Großzügige Spende für das Clemens August von Galen Haus

(von links) Ursula Fischer, Sarah Kröning, Mechthild Kückmann, Elisabeth Osiewacz, Annegret Hamschmidt, Anneliese Wiedner, Ulla Ramsel Die Katholische Frauengemeinschaft (kfd) hat dem Clemens August von Galen Haus eine Spende über 1500 Euro überreicht. Das Delbrücker Altenheim will mit der Geldsumme Projekte realisieren, die sonst kaum möglich wären.

Die Idee zu der Spende kam den kfd-Frauen, als sie beim Sommerfest das Clemens August von Galen Haus besuchten. Die Arbeit, die in dem Haus geleistet wird, überzeugte die Frauen. Schnell stand der Entschluss fest, einen Teil der Gewinne, die am kfd-Stand auf dem Katharinenmarkt erzielt werden, an das Altenheim weiterzugeben.

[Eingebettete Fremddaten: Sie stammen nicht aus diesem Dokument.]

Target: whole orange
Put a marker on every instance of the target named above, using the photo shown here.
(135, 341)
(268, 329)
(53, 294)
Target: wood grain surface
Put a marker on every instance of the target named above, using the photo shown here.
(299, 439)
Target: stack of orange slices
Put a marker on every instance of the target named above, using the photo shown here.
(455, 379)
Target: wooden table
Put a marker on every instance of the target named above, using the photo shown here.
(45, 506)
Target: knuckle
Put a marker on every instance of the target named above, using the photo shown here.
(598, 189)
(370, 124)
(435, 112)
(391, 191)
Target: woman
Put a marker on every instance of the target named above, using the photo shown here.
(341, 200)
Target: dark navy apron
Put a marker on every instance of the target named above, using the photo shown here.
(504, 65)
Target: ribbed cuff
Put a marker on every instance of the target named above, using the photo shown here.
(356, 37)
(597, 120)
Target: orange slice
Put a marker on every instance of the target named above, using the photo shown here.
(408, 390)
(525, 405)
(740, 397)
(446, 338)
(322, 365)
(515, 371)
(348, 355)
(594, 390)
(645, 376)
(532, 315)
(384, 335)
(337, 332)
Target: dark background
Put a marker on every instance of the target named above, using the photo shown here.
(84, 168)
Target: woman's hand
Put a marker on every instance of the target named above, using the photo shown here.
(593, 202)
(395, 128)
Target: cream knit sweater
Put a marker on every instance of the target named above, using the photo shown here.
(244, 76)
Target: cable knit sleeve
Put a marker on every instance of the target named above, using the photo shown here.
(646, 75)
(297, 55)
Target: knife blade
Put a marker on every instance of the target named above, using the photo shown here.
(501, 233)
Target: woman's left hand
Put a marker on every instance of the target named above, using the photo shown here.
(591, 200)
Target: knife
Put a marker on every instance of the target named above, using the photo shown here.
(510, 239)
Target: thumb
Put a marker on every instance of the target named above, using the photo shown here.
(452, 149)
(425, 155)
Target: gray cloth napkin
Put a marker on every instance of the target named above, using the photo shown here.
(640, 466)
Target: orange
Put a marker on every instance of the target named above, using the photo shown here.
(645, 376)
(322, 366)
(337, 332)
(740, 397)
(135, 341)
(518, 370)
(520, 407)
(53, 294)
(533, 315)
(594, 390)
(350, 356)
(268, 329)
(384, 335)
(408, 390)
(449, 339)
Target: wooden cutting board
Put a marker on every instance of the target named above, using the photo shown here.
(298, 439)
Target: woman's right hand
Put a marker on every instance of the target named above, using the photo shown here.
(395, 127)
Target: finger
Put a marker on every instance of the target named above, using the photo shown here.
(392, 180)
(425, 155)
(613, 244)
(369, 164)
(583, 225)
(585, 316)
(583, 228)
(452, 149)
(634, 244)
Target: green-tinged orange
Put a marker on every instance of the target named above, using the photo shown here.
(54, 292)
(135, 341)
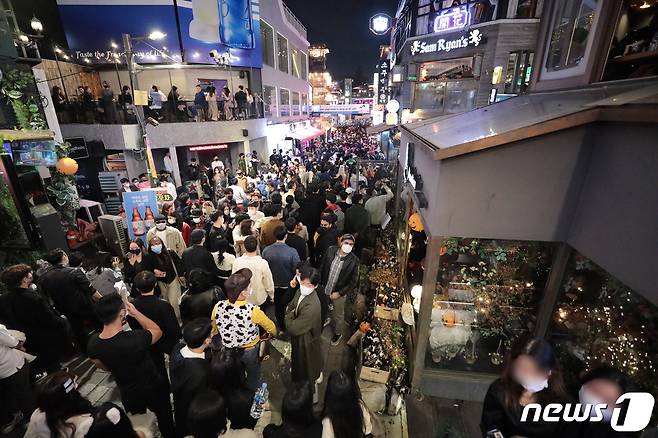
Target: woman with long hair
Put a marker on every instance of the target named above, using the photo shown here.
(110, 421)
(61, 411)
(531, 375)
(297, 415)
(167, 267)
(345, 415)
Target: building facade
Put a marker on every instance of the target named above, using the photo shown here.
(448, 59)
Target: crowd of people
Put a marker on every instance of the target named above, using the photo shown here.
(267, 250)
(244, 253)
(207, 104)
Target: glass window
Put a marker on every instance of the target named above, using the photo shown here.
(487, 295)
(600, 321)
(460, 96)
(296, 62)
(572, 23)
(284, 102)
(282, 53)
(295, 103)
(429, 95)
(519, 68)
(267, 37)
(269, 101)
(634, 47)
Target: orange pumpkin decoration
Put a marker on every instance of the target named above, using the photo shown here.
(449, 318)
(416, 223)
(67, 166)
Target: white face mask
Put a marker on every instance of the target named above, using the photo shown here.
(587, 398)
(532, 386)
(305, 291)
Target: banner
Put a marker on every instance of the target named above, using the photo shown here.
(141, 209)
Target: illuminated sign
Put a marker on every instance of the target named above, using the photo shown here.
(472, 39)
(208, 147)
(452, 19)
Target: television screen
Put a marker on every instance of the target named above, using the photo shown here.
(35, 153)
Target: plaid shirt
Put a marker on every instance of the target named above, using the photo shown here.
(334, 272)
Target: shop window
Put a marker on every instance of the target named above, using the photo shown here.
(282, 52)
(519, 68)
(267, 38)
(284, 102)
(600, 321)
(571, 32)
(634, 49)
(487, 295)
(295, 103)
(460, 96)
(269, 101)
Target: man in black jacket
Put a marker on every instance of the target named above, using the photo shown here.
(72, 295)
(340, 271)
(23, 308)
(160, 312)
(189, 368)
(197, 256)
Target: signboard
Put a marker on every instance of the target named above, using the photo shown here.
(232, 27)
(383, 68)
(78, 148)
(432, 45)
(450, 20)
(141, 208)
(341, 109)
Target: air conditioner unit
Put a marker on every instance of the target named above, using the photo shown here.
(115, 234)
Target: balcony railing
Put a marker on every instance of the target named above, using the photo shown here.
(96, 112)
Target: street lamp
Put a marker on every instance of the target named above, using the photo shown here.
(36, 25)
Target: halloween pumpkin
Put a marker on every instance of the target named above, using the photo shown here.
(67, 166)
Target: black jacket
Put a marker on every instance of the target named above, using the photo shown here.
(70, 291)
(188, 378)
(45, 331)
(201, 304)
(349, 273)
(496, 415)
(196, 256)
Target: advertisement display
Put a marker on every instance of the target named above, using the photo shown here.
(231, 27)
(141, 208)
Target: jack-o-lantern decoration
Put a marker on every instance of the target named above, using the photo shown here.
(67, 166)
(416, 223)
(449, 318)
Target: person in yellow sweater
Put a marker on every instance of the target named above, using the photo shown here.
(237, 322)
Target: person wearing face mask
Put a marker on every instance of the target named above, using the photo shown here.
(531, 375)
(304, 325)
(23, 308)
(189, 368)
(168, 269)
(172, 238)
(237, 323)
(339, 273)
(603, 386)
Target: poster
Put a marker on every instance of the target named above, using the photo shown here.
(141, 209)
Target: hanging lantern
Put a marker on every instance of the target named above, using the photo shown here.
(415, 222)
(67, 166)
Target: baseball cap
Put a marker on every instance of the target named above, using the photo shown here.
(238, 281)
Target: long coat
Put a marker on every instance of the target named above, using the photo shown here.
(304, 325)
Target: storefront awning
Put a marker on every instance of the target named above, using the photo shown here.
(306, 133)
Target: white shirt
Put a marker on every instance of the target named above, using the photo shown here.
(11, 360)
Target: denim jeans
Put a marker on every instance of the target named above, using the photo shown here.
(251, 363)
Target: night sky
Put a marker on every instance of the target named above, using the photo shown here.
(343, 26)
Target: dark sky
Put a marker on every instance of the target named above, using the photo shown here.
(343, 26)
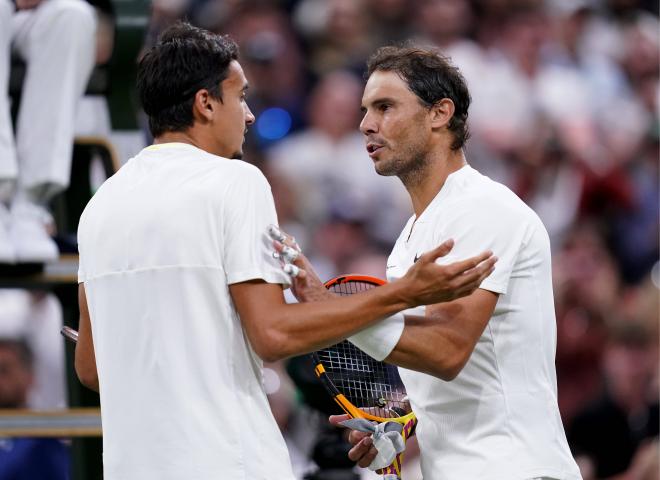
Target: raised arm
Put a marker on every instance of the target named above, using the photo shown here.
(85, 361)
(441, 342)
(277, 330)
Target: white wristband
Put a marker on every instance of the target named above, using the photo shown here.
(379, 340)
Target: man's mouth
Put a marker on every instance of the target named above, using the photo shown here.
(373, 148)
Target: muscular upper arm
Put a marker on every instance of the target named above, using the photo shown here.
(441, 342)
(85, 361)
(254, 301)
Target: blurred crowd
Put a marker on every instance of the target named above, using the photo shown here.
(565, 97)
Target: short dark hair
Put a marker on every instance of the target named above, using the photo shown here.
(185, 60)
(432, 77)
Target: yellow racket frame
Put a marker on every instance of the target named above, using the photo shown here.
(408, 421)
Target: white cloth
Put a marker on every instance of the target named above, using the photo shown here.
(56, 40)
(498, 419)
(182, 394)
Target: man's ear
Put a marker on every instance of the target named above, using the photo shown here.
(203, 106)
(442, 112)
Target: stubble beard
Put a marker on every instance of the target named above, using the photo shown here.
(410, 166)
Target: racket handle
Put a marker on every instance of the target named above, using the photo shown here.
(70, 334)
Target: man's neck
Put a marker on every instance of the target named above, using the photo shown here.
(191, 137)
(433, 179)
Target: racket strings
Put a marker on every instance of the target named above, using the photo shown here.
(365, 382)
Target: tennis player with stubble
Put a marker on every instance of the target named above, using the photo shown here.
(180, 297)
(479, 371)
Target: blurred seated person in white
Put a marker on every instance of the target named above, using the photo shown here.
(56, 40)
(25, 458)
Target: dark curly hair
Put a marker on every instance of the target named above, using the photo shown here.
(431, 77)
(185, 60)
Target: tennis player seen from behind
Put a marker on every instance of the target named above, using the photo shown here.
(479, 371)
(180, 297)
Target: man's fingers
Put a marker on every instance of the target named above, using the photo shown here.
(363, 453)
(440, 251)
(337, 419)
(294, 271)
(281, 237)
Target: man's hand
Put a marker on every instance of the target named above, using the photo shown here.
(363, 451)
(429, 283)
(305, 283)
(27, 4)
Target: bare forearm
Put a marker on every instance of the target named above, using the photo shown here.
(442, 342)
(293, 329)
(429, 347)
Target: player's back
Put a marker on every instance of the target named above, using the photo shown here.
(174, 365)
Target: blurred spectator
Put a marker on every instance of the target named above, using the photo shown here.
(342, 37)
(36, 317)
(273, 63)
(25, 458)
(609, 431)
(328, 169)
(56, 40)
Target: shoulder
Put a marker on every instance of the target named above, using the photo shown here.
(480, 195)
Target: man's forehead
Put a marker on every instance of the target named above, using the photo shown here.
(236, 76)
(384, 84)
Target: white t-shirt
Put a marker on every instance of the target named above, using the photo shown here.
(498, 419)
(181, 388)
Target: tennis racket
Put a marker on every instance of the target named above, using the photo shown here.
(361, 386)
(70, 334)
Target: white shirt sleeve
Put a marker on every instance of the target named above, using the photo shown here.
(483, 227)
(248, 210)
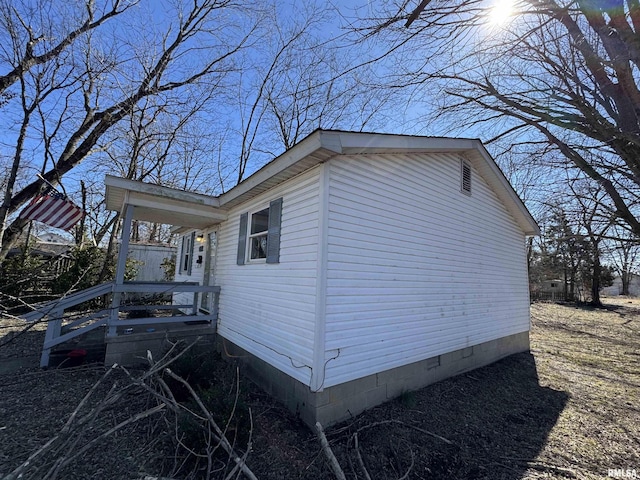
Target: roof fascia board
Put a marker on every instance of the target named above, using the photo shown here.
(316, 141)
(161, 191)
(138, 199)
(354, 143)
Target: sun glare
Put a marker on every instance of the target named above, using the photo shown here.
(500, 12)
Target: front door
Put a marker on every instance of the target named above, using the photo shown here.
(206, 304)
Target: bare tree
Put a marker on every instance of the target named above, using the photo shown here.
(559, 74)
(62, 60)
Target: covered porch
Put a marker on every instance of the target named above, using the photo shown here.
(134, 316)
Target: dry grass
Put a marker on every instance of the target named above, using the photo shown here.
(569, 410)
(594, 356)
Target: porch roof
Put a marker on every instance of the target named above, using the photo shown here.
(187, 209)
(155, 203)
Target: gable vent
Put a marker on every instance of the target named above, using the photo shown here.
(465, 177)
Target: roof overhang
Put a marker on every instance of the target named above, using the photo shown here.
(185, 209)
(322, 145)
(158, 204)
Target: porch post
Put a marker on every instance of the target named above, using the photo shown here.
(120, 268)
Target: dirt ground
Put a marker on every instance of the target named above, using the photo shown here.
(569, 409)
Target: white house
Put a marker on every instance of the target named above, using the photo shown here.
(356, 266)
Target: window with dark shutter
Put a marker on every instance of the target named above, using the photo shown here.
(259, 238)
(465, 177)
(186, 254)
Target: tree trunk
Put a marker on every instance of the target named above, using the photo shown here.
(595, 281)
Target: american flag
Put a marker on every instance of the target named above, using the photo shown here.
(54, 209)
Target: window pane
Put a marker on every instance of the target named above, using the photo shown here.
(260, 221)
(259, 247)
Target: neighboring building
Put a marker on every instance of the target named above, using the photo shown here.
(356, 266)
(616, 288)
(151, 260)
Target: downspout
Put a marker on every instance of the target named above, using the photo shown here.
(319, 338)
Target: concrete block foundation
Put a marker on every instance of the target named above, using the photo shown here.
(341, 402)
(131, 350)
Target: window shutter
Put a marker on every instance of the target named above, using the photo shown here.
(466, 177)
(242, 238)
(273, 237)
(181, 256)
(193, 240)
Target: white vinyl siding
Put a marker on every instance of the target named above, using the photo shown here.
(269, 309)
(415, 268)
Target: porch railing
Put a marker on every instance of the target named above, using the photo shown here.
(53, 312)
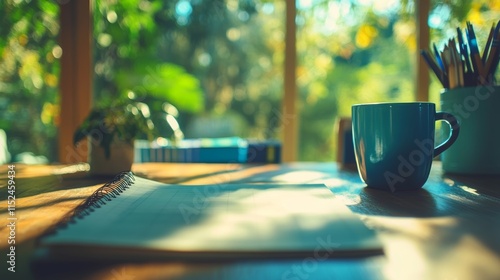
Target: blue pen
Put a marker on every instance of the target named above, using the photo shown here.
(463, 49)
(474, 51)
(438, 57)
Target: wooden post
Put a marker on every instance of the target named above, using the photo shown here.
(290, 116)
(422, 78)
(76, 75)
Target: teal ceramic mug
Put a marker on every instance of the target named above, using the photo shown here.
(394, 143)
(477, 150)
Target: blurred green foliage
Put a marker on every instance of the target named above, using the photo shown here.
(220, 62)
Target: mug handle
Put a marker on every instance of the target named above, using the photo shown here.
(455, 129)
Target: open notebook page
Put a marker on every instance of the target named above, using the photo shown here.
(237, 220)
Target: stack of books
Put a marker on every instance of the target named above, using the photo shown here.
(209, 150)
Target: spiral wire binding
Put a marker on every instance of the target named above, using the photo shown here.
(100, 197)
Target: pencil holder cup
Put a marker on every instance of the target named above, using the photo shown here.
(477, 149)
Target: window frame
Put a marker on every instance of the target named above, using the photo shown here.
(76, 75)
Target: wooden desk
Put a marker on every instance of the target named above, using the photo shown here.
(450, 229)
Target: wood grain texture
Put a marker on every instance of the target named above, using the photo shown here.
(449, 229)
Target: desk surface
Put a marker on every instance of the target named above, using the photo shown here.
(450, 229)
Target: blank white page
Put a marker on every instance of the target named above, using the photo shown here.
(219, 220)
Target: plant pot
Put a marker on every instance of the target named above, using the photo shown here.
(121, 158)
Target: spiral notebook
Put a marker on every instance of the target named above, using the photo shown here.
(133, 218)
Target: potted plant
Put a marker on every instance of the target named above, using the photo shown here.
(111, 131)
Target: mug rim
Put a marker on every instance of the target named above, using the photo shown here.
(394, 103)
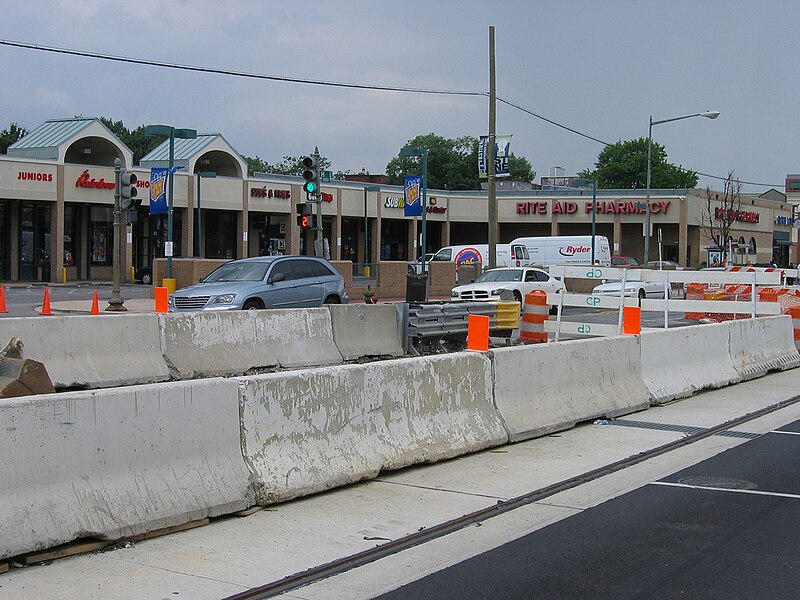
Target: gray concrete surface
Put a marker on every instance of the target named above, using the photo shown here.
(233, 554)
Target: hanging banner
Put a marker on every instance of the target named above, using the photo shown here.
(413, 196)
(158, 191)
(502, 151)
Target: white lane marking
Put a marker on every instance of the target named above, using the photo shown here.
(702, 487)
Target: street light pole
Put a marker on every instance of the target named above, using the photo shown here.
(367, 188)
(712, 114)
(116, 304)
(583, 182)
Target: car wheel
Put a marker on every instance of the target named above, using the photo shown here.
(251, 306)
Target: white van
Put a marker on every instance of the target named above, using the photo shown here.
(506, 255)
(566, 249)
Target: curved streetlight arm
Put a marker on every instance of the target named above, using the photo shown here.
(710, 114)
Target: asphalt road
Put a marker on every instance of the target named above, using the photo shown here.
(25, 300)
(726, 527)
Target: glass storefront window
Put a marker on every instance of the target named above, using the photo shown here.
(220, 234)
(70, 235)
(101, 236)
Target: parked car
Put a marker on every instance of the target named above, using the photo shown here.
(264, 282)
(633, 289)
(624, 262)
(663, 265)
(517, 280)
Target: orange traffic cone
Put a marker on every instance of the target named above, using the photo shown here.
(46, 304)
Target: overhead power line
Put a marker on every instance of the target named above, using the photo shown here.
(336, 84)
(197, 69)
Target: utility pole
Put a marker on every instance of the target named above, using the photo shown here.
(116, 304)
(490, 151)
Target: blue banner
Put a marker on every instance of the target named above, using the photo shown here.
(158, 191)
(412, 194)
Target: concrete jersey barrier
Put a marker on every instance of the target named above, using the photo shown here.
(92, 351)
(116, 463)
(543, 388)
(298, 337)
(214, 344)
(308, 431)
(361, 330)
(679, 362)
(760, 345)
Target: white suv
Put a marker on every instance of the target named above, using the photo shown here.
(518, 280)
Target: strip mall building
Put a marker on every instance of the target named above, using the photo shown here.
(57, 200)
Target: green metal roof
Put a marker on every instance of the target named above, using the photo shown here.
(184, 150)
(44, 141)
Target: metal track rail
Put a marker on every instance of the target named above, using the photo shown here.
(341, 565)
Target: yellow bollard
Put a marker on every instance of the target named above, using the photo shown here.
(169, 283)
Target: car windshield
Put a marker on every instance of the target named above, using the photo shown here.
(500, 275)
(241, 271)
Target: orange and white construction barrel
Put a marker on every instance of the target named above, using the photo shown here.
(535, 313)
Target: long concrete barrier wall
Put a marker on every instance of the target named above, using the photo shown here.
(116, 463)
(550, 387)
(114, 350)
(679, 362)
(119, 462)
(92, 352)
(758, 346)
(362, 330)
(308, 431)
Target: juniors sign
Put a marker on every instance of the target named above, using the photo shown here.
(87, 181)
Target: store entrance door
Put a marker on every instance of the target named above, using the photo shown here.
(34, 239)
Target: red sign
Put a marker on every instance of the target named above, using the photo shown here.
(742, 216)
(34, 176)
(84, 180)
(265, 193)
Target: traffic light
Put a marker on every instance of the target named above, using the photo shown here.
(311, 175)
(127, 190)
(305, 215)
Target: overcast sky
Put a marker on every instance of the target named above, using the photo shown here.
(602, 68)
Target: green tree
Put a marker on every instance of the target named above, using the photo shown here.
(452, 163)
(624, 166)
(9, 136)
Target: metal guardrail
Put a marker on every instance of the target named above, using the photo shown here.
(433, 326)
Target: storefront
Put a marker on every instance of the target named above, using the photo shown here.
(56, 212)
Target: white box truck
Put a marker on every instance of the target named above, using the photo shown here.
(566, 249)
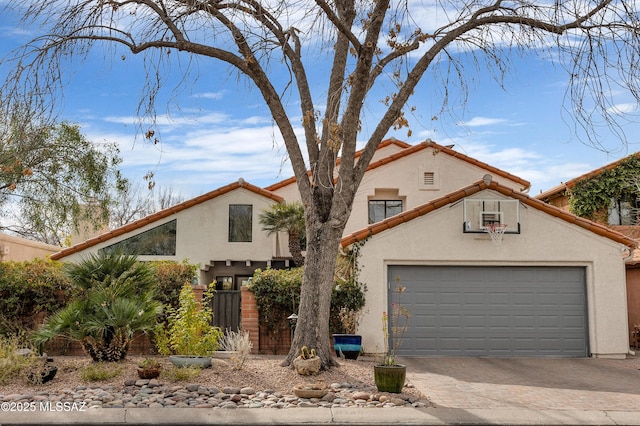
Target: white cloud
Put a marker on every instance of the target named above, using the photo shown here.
(624, 108)
(482, 121)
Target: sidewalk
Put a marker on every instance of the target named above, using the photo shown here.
(322, 416)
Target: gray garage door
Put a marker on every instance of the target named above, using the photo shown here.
(493, 311)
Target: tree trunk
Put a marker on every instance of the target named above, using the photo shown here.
(312, 328)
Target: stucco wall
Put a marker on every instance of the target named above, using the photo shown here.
(19, 249)
(405, 174)
(437, 239)
(203, 232)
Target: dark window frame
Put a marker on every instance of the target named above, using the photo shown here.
(389, 210)
(240, 223)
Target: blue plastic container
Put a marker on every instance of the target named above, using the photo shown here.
(347, 345)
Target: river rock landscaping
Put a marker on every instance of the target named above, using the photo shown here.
(262, 383)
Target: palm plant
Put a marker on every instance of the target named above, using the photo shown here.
(117, 300)
(287, 217)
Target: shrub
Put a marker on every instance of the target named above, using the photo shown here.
(171, 276)
(116, 300)
(30, 289)
(180, 374)
(238, 342)
(12, 363)
(277, 294)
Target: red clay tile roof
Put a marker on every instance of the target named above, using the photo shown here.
(411, 149)
(481, 185)
(164, 213)
(559, 190)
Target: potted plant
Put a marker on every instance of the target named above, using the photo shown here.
(389, 375)
(348, 300)
(307, 363)
(41, 370)
(189, 338)
(149, 368)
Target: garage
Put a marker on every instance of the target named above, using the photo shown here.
(502, 311)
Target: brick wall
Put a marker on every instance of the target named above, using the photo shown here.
(263, 342)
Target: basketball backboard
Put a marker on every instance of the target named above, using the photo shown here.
(480, 212)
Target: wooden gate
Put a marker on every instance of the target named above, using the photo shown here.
(226, 309)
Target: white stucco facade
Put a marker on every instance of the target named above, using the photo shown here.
(437, 239)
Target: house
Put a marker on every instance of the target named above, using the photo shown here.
(621, 215)
(421, 216)
(553, 287)
(20, 249)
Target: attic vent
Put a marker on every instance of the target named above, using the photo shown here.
(428, 179)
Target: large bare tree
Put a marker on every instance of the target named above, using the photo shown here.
(369, 47)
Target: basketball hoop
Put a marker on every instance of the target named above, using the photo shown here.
(496, 231)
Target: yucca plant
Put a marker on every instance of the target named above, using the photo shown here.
(117, 300)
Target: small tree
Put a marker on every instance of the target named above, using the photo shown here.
(48, 177)
(335, 61)
(116, 301)
(287, 217)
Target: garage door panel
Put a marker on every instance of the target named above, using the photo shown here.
(494, 311)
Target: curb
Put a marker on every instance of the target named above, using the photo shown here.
(333, 416)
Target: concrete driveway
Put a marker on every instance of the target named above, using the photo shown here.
(539, 384)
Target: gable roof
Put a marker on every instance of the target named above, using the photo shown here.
(474, 188)
(558, 191)
(163, 214)
(412, 149)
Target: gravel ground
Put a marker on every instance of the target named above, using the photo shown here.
(259, 372)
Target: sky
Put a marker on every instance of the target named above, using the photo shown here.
(217, 129)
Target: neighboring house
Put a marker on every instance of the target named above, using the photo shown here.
(622, 217)
(20, 249)
(551, 289)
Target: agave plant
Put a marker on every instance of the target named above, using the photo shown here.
(117, 300)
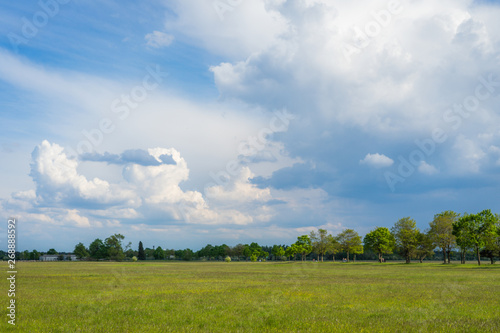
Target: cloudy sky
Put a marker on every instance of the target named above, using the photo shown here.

Ursula Fischer, die Leiterin der Einrichtung, freut sich über derart unverhoffte Einnahmen. Sie hat das Geld bereits verplant. So soll ein Gutteil der Spende dafür verwendet werden, Ausflüge für die Bewohner möglich zu machen. Das Haus muss dann immer besonders ausgestattete Taxis mieten. Die Kosten dafür gibt das übliche Budget nicht her. Dank kfd-Spende ist es auch im kommenden Jahr möglich, die Taxis zu beauftragen und für die Bewohner eine Auszeit in der Umgebung zu planen.

Ein weiteres Projekt, das der Einrichtungsleiterin am Herzen liegt, ist die Förderung der Musiktherapie im Haus. Vor allem Menschen mit Demenz reagieren positiv auf musikalische Angebote. Leider werden solche Angebote durch die Pflegekassen nicht abgedeckt. Deshalb sind Spenden unabdingbar.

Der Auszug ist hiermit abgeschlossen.